Downloading genome data from NCBI with Biopython and Entrez

Introduction

In this worksheet, you will use Biopython to download pathogen genome data from NCBI programmatically with Python.

It is possible to obtain the same data by point-and-click from a browser, at the terminal using a program like wget, or by other means, but scripting data downloads in this way has advantages, such as:

  • automation - only one script is required to download many sequences
  • reproducibility - the same data will be downloaded each time, and copy-paste errors will be avoided
  • self-documentation - the script itself describes exactly how the data was obtained
  • future adaptability (and reuse) - only minor changes to the script may be required for the next analysis or project
Note: large data sets: if you wish to download large datasets, then using wget, ftp or other methods can be better than programmatic access via Entrez. The Entrez interface may give errors partway through large downloads, and is not designed for large data transfers.

This Jupyter notebook provides some examples of scripting genome downloads from NCBI singly, and in groups. This method of obtaining genome data uses the Entrez interface that NCBI provides for automated querying of its data.

Running cells in this notebook

This is an interactive notebook, which means you are able to run the code that is written in each of the cells.

If this is successful, you should see the input marker to the left of the cell change from

In [ ]:

to (for example)

In [1]:

and you may see output appear below the cell.

Requirements

To complete this worksheet, you will need:
  • an active internet connection
  • the Biopython libraries

Entrez

Entrez is the name NCBI give to the tools they provide as a computational interface to the data they hold across their genomic and other databases (e.g. PubMed). Many scripts and programs that interact with NCBI to download data (e.g. from GenBank or RefSeq) will be using this set of tools.

Caveats
There are usage caps for this service, and it is possible to over-use Entrez. If this happens, you or your IP address may be blacklisted. In order to avoid this, you should keep to the following guidelines:
  • Make no more than three URL requests per second
  • Make large queries outwith the hours of 0900-1700 EST (1400-2200 GMT)
  • Provide your email address as an identifier when querying

Programming libraries, such as Biopython's Bio.Entrez module, will usually help you stay within those guidelines by limiting the frequency of queries, and insisting that you provide an email address.

Biopython and Bio.Entrez

Biopython is a widely-used library, providing bioinformatics tools for the popular Python programming language. Similar libraries exist for other programming languages.
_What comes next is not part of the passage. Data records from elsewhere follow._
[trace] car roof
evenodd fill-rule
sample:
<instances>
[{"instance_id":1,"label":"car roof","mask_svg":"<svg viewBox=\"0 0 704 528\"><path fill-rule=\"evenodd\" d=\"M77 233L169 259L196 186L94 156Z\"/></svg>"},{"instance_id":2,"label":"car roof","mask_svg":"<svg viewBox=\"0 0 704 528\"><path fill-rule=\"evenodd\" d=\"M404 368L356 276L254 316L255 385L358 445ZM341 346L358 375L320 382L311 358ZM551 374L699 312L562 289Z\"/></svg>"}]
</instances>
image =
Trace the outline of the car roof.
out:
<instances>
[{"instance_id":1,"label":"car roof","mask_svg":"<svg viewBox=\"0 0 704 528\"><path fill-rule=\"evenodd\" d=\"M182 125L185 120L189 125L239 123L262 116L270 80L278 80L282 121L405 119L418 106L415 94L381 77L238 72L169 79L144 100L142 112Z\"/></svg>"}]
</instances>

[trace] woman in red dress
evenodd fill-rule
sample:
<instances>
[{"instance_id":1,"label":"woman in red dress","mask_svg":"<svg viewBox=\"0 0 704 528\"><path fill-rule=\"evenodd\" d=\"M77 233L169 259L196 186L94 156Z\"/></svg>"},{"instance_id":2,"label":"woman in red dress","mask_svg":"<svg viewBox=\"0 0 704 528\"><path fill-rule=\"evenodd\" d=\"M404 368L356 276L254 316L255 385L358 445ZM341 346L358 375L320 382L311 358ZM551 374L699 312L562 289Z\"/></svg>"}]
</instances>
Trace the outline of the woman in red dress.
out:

Bio.Entrez is a module of Biopython that provides tools to make queries against the NCBI databases using the Entrez interface.

1. Connecting to NCBI

In order to use the Bio.Entrez module, you need to import it. This is how modules become available for use in Python.


In [ ]:
# This line imports the Bio.Entrez module, and makes it available
# as 'Entrez'.
from Bio import Entrez

# The line below imports the Bio.SeqIO module, which allows reading
# and writing of common bioinformatics sequence formats.
from Bio import SeqIO

# Create a new directory (if needed) for output/downloads
import os
outdir = "ncbi_downloads"
os.makedirs(outdir, exist_ok=True)

# This line sets the variable 'Entrez.email' to the specified
# email address. You should substitute your own address for the
# example address provided below. Please do not provide a
# fake name.
Entrez.email = "Fakey.McFakename@example.com"

# This line sets the name of the tool that is making the queries
Entrez.tool = "Biopython_NCBI_Entrez_downloads.ipynb"

2. Using Bio.Entrez to list available databases

When you send a query or request to NCBI using Bio.Entrez, the remote service will send back data in XML format. This is a file format designed to be easy for computers to read, but is very verbose and difficult to read for humans.

The Bio.Entrez module can read() this data so that you can extract useful information.

In the example below, you will ask NCBI for a list of the databases you can search by using the Entrez.einfo() function. This will return a handle containing the XML response from NCBI. This will be read into a record that you can inspect and manipulate, by the Entrez.read() function.


In [ ]:
# The line below uses the Entrez.einfo() function to
# ask NCBI what databases are available. The result is
# 'stored' in a variable called 'handle'
handle = Entrez.einfo()

# In the line below, the response from NCBI is read
# into a record, that organises NCBI's response into
# something you can work with.
record = Entrez.read(handle)

The variable record contains a list of the available databases at NCBI, which you can see by executing the cell below:


In [ ]:
print(record["DbList"])

You may recognise some of the database names, such as pubmed, nuccore, assembly, sra, and taxonomy.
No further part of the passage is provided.